In the first innings, all nine Australian wickets taken by the bowlers had come from the other end. But the stumping chance suggested they could have bowled a spinner from the Pavilion End earlier, and Ojha gave more evidence of the help now available from there when he spun one sharply, from the line of the stumps rather than the rough, to get Peter Handscomb caught behind in the third mandatory over.
Maddinson, who had already struck Mishra and Ojha for sixes over long-on, continued playing his shots, even reverse-sweeping Ojha to the vacant point boundary. But the target was too far beyond Australia A's reach, and the players shook hands with nine mandatory overs remaining.
At tea, Australia A had been 81 for 1 in 23 overs, and 48 of those runs had come in boundaries. They had not needed to do anything outlandish to hit them; all the Indian bowlers had fed them the odd bad ball, particularly short ones, and only one of their 12 fours - Head lofting Ojha against the turn over mid-off - came off a risky stroke. India's only success had come when Usman Khawaja, looking to sweep Mishra from the rough, top-edged a catch to leg slip.
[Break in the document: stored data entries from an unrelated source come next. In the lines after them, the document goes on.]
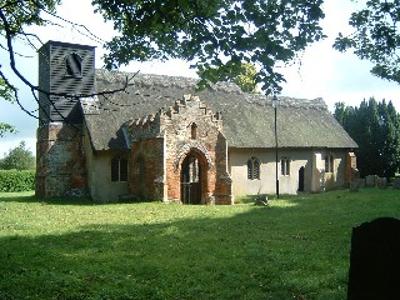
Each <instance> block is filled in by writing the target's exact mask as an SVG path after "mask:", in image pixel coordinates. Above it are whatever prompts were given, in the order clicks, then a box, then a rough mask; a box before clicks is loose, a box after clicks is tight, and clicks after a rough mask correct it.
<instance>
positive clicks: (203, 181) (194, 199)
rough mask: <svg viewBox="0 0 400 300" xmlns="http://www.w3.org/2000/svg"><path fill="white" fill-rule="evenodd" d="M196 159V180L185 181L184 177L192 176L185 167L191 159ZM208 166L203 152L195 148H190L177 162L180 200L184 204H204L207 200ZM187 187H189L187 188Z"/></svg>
mask: <svg viewBox="0 0 400 300" xmlns="http://www.w3.org/2000/svg"><path fill="white" fill-rule="evenodd" d="M192 159H193V160H194V159H195V160H196V161H197V171H196V173H197V175H196V176H195V177H197V180H194V181H191V180H189V181H187V180H184V177H185V175H184V174H186V176H188V177H192V175H189V173H186V171H188V169H187V167H188V164H189V163H190V162H191V160H192ZM208 173H209V168H208V162H207V159H206V157H205V155H204V153H202V152H200V151H198V150H197V149H194V148H191V150H190V151H189V152H188V153H187V154H186V156H185V157H184V158H183V159H182V160H181V163H180V164H179V179H180V180H179V185H180V201H181V202H182V203H184V204H204V203H207V202H208V191H209V186H208V184H209V181H208V177H209V174H208ZM187 188H189V189H187Z"/></svg>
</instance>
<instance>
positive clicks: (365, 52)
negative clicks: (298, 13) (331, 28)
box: [334, 0, 400, 83]
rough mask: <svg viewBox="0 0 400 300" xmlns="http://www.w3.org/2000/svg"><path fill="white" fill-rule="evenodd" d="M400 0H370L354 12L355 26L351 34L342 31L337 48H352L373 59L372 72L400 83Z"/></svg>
mask: <svg viewBox="0 0 400 300" xmlns="http://www.w3.org/2000/svg"><path fill="white" fill-rule="evenodd" d="M399 22H400V1H398V0H369V1H367V2H366V5H365V7H363V9H361V10H359V11H357V12H354V13H353V14H352V15H351V18H350V21H349V24H350V25H351V26H352V27H353V28H354V29H355V32H354V33H353V34H351V35H350V36H344V35H343V34H340V35H339V37H338V38H337V39H336V42H335V45H334V46H335V48H336V49H338V50H340V51H345V50H346V49H353V50H354V53H355V54H356V55H357V56H358V57H360V58H361V59H367V60H370V61H371V62H372V63H374V67H373V68H372V70H371V72H372V73H373V74H374V75H376V76H378V77H381V78H384V79H388V80H393V81H395V82H397V83H400V26H399Z"/></svg>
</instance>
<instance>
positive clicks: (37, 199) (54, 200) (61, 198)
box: [0, 191, 160, 206]
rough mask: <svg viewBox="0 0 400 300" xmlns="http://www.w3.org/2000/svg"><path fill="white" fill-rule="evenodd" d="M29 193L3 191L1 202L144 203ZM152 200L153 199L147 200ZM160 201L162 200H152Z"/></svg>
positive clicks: (30, 202) (24, 202) (58, 203)
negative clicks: (52, 195)
mask: <svg viewBox="0 0 400 300" xmlns="http://www.w3.org/2000/svg"><path fill="white" fill-rule="evenodd" d="M28 193H29V194H27V195H26V194H25V193H24V194H21V193H3V195H1V197H0V202H19V203H34V202H37V203H44V204H51V205H85V206H87V205H113V204H137V203H144V202H138V201H133V200H129V199H127V200H119V201H113V202H106V203H104V202H99V201H94V200H92V199H91V198H90V197H50V198H40V197H37V196H36V195H34V194H33V193H34V192H33V191H32V192H28ZM146 202H151V201H146ZM152 202H160V201H152Z"/></svg>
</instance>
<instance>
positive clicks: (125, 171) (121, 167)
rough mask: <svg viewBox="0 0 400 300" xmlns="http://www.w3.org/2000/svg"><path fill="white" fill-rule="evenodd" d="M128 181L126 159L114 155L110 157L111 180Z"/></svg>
mask: <svg viewBox="0 0 400 300" xmlns="http://www.w3.org/2000/svg"><path fill="white" fill-rule="evenodd" d="M127 181H128V160H127V159H126V158H125V157H121V156H116V157H113V158H112V159H111V182H127Z"/></svg>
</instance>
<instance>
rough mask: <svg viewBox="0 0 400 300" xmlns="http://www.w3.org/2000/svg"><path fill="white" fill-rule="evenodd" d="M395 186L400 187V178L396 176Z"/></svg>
mask: <svg viewBox="0 0 400 300" xmlns="http://www.w3.org/2000/svg"><path fill="white" fill-rule="evenodd" d="M392 185H393V188H394V189H396V190H399V189H400V178H396V179H395V180H393V184H392Z"/></svg>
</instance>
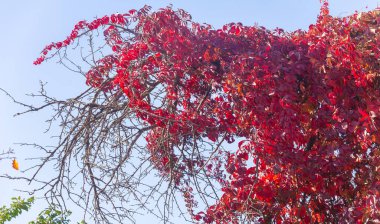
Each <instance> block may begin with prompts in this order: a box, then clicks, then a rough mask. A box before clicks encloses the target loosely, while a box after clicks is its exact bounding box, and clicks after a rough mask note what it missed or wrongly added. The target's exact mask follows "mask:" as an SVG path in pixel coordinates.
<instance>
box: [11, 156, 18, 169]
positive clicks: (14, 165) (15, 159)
mask: <svg viewBox="0 0 380 224" xmlns="http://www.w3.org/2000/svg"><path fill="white" fill-rule="evenodd" d="M12 167H13V169H15V170H18V169H19V167H18V162H17V160H16V159H13V162H12Z"/></svg>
In the morning, India A added 85 runs for the loss of five wickets in the pursuit of runs that didn't come as quickly as they would have hoped, on a pitch that remained too slow for expansive shots. Against some tight Australian bowling, they only made 64 runs in the first session, at a rate of 2.29. Gurinder Sandhu continued bowling parsimonious offbreaks, using his height to extract a fair amount of bounce, and Marcus Stoinis, who had made 77 in Australia A's first innings, capped off a satisfying match with two perfect offcutters to bowl Karun Nair and Naman Ojha.